L2 24:06 P1: Um. [Reading from a photo of an answer P1 wrote onto a mini-whiteboard the previous lesson displayed on the Interactive Whiteboard] To see and be able to measure the distance the colours have separated as the pencil line wouldn’t dissolve.

L2 24:14 DC (teacher): Lovely. Thank you. The pencil line doesn’t dissolve. Some people use the word lead [DC mimes writing with a pencil], which is fine because we say that at home. We say the pencil is made out of lead. But it isn’t, it’s made of … [DC pauses and points at three different pupils]

L2 24:25 P2: Graphite.

L2 24:26 DC (teacher): … graphite. And two or three people put graphite.

In the following discussion, tactics are shown in bold. Tactics are behaviours that teachers and learners use regularly during lessons. First (L2 23:57) the teacher instructs the pupils to do something (to tell him about something they have done). Next the pupil informs1 the teacher of what they had written the previous lesson. The teacher then trains the pupil who had answered using praise (in the sense of operant conditioning), and then repeats1 what the pupil has just said. The teacher informs2 the pupils that the centre of a pencil is sometimes called the ‘lead’, that this is reasonable everyday language (inform3), and that this is not made of the metal lead (inform4). He then asks a question about how this would be termed by scientists. The type of question here is what Chin (Citation2007) describes as a ‘verbal cloze’ where the teacher stops speaking to let a pupil finish the sentence. After a pupil gives the correct answer (another inform5) the teacher repeats2 this to confirm that it is correct. The teacher then informs6 the pupils that some of them had given this correct answer previously. Hence in 29 seconds, eleven tactics are used of five different types.

The second excerpt illustrates the tactics; misinform and interact (oppose).

L1 15:42 DC (teacher): […] Who can give me some advice as to what I should have done to get a nicer better [DC pauses]. What’s it called?

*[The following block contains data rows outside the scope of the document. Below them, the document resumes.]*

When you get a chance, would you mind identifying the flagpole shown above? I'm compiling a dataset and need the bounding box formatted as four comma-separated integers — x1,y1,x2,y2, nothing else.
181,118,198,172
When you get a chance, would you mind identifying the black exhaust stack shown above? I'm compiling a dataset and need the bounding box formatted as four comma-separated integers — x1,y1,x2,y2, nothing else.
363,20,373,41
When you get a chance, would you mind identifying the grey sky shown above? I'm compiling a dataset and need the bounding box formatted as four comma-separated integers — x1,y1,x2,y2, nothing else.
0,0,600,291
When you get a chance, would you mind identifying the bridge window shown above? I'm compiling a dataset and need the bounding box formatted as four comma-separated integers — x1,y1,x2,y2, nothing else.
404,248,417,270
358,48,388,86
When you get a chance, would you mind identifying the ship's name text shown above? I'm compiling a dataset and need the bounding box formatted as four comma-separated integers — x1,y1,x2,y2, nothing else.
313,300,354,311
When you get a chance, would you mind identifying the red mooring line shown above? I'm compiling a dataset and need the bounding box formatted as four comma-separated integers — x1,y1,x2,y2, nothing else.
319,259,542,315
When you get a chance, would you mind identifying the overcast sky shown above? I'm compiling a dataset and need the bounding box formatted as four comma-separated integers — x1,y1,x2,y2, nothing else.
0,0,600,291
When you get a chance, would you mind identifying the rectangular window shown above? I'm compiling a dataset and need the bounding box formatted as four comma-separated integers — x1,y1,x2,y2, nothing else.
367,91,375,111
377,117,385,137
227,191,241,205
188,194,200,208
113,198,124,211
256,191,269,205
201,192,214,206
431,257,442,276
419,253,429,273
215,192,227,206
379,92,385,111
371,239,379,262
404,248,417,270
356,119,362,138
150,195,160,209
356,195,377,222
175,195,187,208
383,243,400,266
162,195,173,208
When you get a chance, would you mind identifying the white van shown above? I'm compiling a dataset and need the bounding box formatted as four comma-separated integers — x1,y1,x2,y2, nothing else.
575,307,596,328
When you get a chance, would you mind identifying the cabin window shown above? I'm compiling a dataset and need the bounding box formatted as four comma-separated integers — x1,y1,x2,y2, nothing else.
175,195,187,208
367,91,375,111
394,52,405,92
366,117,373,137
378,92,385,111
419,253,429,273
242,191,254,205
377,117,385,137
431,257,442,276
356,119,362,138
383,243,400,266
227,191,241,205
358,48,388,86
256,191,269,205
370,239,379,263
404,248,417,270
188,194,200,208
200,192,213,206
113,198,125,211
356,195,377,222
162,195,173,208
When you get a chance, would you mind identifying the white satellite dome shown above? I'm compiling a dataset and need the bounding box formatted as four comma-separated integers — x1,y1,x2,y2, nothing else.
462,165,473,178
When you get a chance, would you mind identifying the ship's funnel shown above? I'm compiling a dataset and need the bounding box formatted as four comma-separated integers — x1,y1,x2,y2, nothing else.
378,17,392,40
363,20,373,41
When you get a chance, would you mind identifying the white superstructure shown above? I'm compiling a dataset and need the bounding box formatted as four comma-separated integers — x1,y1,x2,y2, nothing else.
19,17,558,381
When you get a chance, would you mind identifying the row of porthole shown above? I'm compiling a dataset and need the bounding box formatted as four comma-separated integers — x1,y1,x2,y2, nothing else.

L1 15:48 P3: Chromatography.

L1 15:50 DC (teacher): Chromata … [DC pauses]

L1 15:51 P4: Chromatography paper.

L1 15:53 DC (teacher): [DC holds his ear with his finger and leans towards P5]

L1 15:54 P5: Chromatogram.

L1 15:55 DC (teacher): … gram. How could I have got a better chromatographa … [DC stumbles, possibly playfully, over the word] that. [DC points to the word on the board]. [P6 name] what do you reckon?

L1 15:59 P7: [Starts to answer]

L1 16:00 DC (teacher): [To P7] Your name ain’t [sic; P6 name].

The pupil answer in L1 15:48 (P3) of ‘chromatography’ is not correct, and this is coded as the tactic ‘misinform’ in this study (a subset of the tactic ‘inform’ that also includes ‘disinform’; see below). The answer in L1 15:51 is correct but is not the technical term that DC appears to be looking for (i.e. ‘chromatogram’). In answer to DC’s question in L1 15:53 a pupil (P7) who has not been chosen to answer starts to speak. The tactic ‘interact’ comes in two subtypes: oppose or collaborate. The answer from DC in L1 16:00 can be interpreted as ‘interact’ (of the type oppose) as the teacher makes clear to the pupil who has spoken out of turn that this is not acceptable.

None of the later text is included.